July 22, 2011 Northeast Heat Records

US Record High Temperature Map (http://www.coolwx.com)

Based on official NWS Climate Sites in most cases, daily climate reports and NOWData tabs on the NWS websites. Should be considered unofficial until NWS issues record reports on them. Feel free to post any corrections/additions.

Best of the best

Newark, NJ 108 (All-time record)

Hartford, CT (Bradley) 103 (All-time record)

Washington, DC (Dulles) 105 (All-time record)

Salisbury, MD 102 (Unofficially ties all-time record)

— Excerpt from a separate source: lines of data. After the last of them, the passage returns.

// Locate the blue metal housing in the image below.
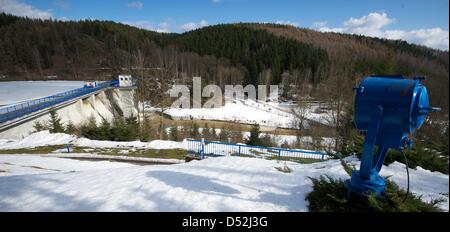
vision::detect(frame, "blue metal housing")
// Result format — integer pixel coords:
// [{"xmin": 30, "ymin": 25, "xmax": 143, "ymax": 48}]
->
[{"xmin": 346, "ymin": 75, "xmax": 439, "ymax": 195}]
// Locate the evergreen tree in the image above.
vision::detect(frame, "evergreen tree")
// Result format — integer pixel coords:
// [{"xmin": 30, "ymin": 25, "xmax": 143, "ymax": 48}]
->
[
  {"xmin": 246, "ymin": 124, "xmax": 261, "ymax": 146},
  {"xmin": 64, "ymin": 120, "xmax": 76, "ymax": 134},
  {"xmin": 139, "ymin": 116, "xmax": 155, "ymax": 142},
  {"xmin": 97, "ymin": 118, "xmax": 113, "ymax": 140},
  {"xmin": 33, "ymin": 121, "xmax": 47, "ymax": 132},
  {"xmin": 190, "ymin": 121, "xmax": 200, "ymax": 138},
  {"xmin": 169, "ymin": 126, "xmax": 179, "ymax": 141},
  {"xmin": 49, "ymin": 109, "xmax": 64, "ymax": 133}
]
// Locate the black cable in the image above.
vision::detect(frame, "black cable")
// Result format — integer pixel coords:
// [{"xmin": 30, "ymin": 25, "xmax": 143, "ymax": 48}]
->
[{"xmin": 402, "ymin": 150, "xmax": 409, "ymax": 203}]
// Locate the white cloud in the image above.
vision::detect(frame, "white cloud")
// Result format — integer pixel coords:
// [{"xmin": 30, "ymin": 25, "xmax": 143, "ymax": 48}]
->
[
  {"xmin": 123, "ymin": 20, "xmax": 170, "ymax": 33},
  {"xmin": 312, "ymin": 12, "xmax": 449, "ymax": 50},
  {"xmin": 275, "ymin": 20, "xmax": 299, "ymax": 27},
  {"xmin": 127, "ymin": 1, "xmax": 144, "ymax": 9},
  {"xmin": 53, "ymin": 0, "xmax": 70, "ymax": 10},
  {"xmin": 0, "ymin": 0, "xmax": 52, "ymax": 19},
  {"xmin": 181, "ymin": 20, "xmax": 208, "ymax": 31}
]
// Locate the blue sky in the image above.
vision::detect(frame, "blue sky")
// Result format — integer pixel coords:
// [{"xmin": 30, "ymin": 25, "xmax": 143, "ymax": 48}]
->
[{"xmin": 0, "ymin": 0, "xmax": 449, "ymax": 50}]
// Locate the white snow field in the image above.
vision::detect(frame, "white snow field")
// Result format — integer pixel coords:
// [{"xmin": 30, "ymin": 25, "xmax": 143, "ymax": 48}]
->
[
  {"xmin": 0, "ymin": 81, "xmax": 84, "ymax": 106},
  {"xmin": 0, "ymin": 155, "xmax": 134, "ymax": 176},
  {"xmin": 159, "ymin": 100, "xmax": 332, "ymax": 128},
  {"xmin": 0, "ymin": 130, "xmax": 185, "ymax": 150},
  {"xmin": 0, "ymin": 156, "xmax": 449, "ymax": 211}
]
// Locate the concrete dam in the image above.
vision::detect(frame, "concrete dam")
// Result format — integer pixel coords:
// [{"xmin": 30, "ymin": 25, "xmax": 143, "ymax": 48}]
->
[{"xmin": 0, "ymin": 80, "xmax": 138, "ymax": 139}]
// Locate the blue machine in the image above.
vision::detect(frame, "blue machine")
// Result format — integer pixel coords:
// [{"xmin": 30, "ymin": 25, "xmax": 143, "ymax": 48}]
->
[{"xmin": 345, "ymin": 75, "xmax": 440, "ymax": 196}]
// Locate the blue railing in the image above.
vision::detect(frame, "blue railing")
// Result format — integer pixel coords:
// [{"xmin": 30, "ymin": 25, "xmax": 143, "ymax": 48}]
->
[
  {"xmin": 187, "ymin": 139, "xmax": 328, "ymax": 160},
  {"xmin": 0, "ymin": 80, "xmax": 119, "ymax": 123}
]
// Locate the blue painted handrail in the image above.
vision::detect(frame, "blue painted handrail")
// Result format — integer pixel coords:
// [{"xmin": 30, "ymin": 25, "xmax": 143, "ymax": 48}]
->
[
  {"xmin": 0, "ymin": 80, "xmax": 119, "ymax": 123},
  {"xmin": 187, "ymin": 139, "xmax": 328, "ymax": 160}
]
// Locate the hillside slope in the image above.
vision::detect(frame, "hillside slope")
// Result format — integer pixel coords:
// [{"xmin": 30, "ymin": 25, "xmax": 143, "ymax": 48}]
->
[{"xmin": 0, "ymin": 14, "xmax": 449, "ymax": 112}]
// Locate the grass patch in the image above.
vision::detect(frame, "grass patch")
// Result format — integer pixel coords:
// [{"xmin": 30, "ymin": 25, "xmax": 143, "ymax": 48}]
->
[
  {"xmin": 0, "ymin": 145, "xmax": 187, "ymax": 160},
  {"xmin": 306, "ymin": 176, "xmax": 443, "ymax": 212},
  {"xmin": 232, "ymin": 153, "xmax": 325, "ymax": 164},
  {"xmin": 0, "ymin": 145, "xmax": 65, "ymax": 154},
  {"xmin": 94, "ymin": 149, "xmax": 188, "ymax": 160}
]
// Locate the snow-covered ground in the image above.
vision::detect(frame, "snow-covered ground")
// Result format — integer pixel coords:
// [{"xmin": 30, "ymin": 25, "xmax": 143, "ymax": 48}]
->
[
  {"xmin": 0, "ymin": 131, "xmax": 185, "ymax": 150},
  {"xmin": 152, "ymin": 100, "xmax": 332, "ymax": 128},
  {"xmin": 0, "ymin": 156, "xmax": 449, "ymax": 211},
  {"xmin": 0, "ymin": 81, "xmax": 84, "ymax": 106},
  {"xmin": 0, "ymin": 154, "xmax": 134, "ymax": 176}
]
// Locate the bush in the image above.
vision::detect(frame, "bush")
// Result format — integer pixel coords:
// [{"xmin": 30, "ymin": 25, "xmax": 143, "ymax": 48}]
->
[
  {"xmin": 33, "ymin": 121, "xmax": 48, "ymax": 132},
  {"xmin": 48, "ymin": 109, "xmax": 65, "ymax": 133},
  {"xmin": 80, "ymin": 116, "xmax": 139, "ymax": 141},
  {"xmin": 246, "ymin": 124, "xmax": 261, "ymax": 146},
  {"xmin": 306, "ymin": 176, "xmax": 443, "ymax": 212}
]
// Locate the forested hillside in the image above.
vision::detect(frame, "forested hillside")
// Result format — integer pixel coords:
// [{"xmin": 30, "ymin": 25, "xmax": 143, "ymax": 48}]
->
[{"xmin": 0, "ymin": 14, "xmax": 449, "ymax": 115}]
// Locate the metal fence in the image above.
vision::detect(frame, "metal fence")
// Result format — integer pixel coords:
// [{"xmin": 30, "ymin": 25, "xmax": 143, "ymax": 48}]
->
[
  {"xmin": 187, "ymin": 139, "xmax": 328, "ymax": 160},
  {"xmin": 0, "ymin": 80, "xmax": 119, "ymax": 123}
]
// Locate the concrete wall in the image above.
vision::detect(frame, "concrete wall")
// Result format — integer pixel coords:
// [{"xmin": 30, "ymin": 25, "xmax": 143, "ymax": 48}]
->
[{"xmin": 0, "ymin": 89, "xmax": 138, "ymax": 139}]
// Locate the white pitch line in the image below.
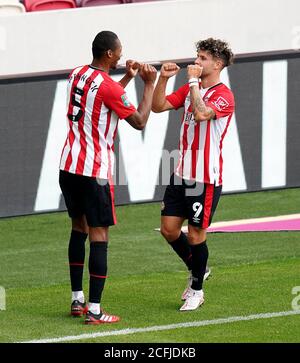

Trenton, NJ 106 (Ties all-time record)

Bridgeport, CT 103 (Ties all-time record)

Best of the Rest

Portland, ME 100 (Daily record, #4 all-time)

Concord, NH 100 (Daily record)

Boston, MA 103 (Daily record, #2 all-time)

Providence, RI 101 (Daily record, #4 all-time)

Islip, NY (Long Isl) 100 (Daily record, #4 all-time)

New York City (Central Park) 104 (Daily record, #4 all-time)

New York City (JFK Airport) 103 (Daily record, #2 all-time)

New York City (LaGuardia Airport) 103 (Daily record (#3 all-time)

Scranton, PA 98 (Daily record)

Williamsport, PA 103 (Daily record, #4 all-time)

Atlantic City, NJ (Pomona) 105 (Daily record, #2 all-time)

Allentown, PA 104 (Daily record, #2 all-time)

Philadelphia, PA 103 (Daily record, #4 all-time)

Wilmington, DE 102 (Daily record #7 all-time)

Harrisburg, PA 103 (Daily record, #7 all-time)

Baltimore, MD (BWI Airport) 106 (Daily record, #2 all-time)

Baltimore, MD (Inner Harbor) 108 (Not an official record, but impressive)

Washington, DC (Reagan National) 102 (Not a record)

Wallops Island, VA 100 (Daily record, #3 all-time)

Norfolk, VA 102 (Daily record, #9 all-time)

 

A few notes about the heat. I think you can thank overnight low temps for this…temps started off incredibly warm this morning, with many areas not getting below 80 degrees. That helped lead to a very rapid warm up during the climatological hottest time of the year. This was essentially a perfect storm of heat…an anomalously strong mid-summer ridge building into areas during the peak temperatures of the year. Timing is everything, and this was timed out rather well (or probably not if you are sick of the heat already). Was it because of global warming? The answer I want to give is “no,” but the answer that is correct is that we simply do not know. Singular events are impossible to link to a warming planet because of greenhouse gases. Singular events should NOT be used as proof one way or another regarding global warming. It takes years of trends to prove the argument one way or another, and one day we’ll figure that out. For now, just accept that it’s summer and it’s hot, and try and keep cool the best you can.

One more day of excessive heat tomorrow, though I believe thunderstorms will be more scattered about, so that will help the situation some. After a cooling trend early next week, we look to see impressive, significantly hot temperatures return late next week and weekend. Though likely not quite as bad as today, there’s a lot of potential then as well to be record breaking type heat, but more on the low scale…not the all-time stuff. I sincerely believe we will see at least 1-2 more blasts of substantial heat (stronger than the usual stuff) through August before this summer starts to loosen its grip. So stay ready to keep cool!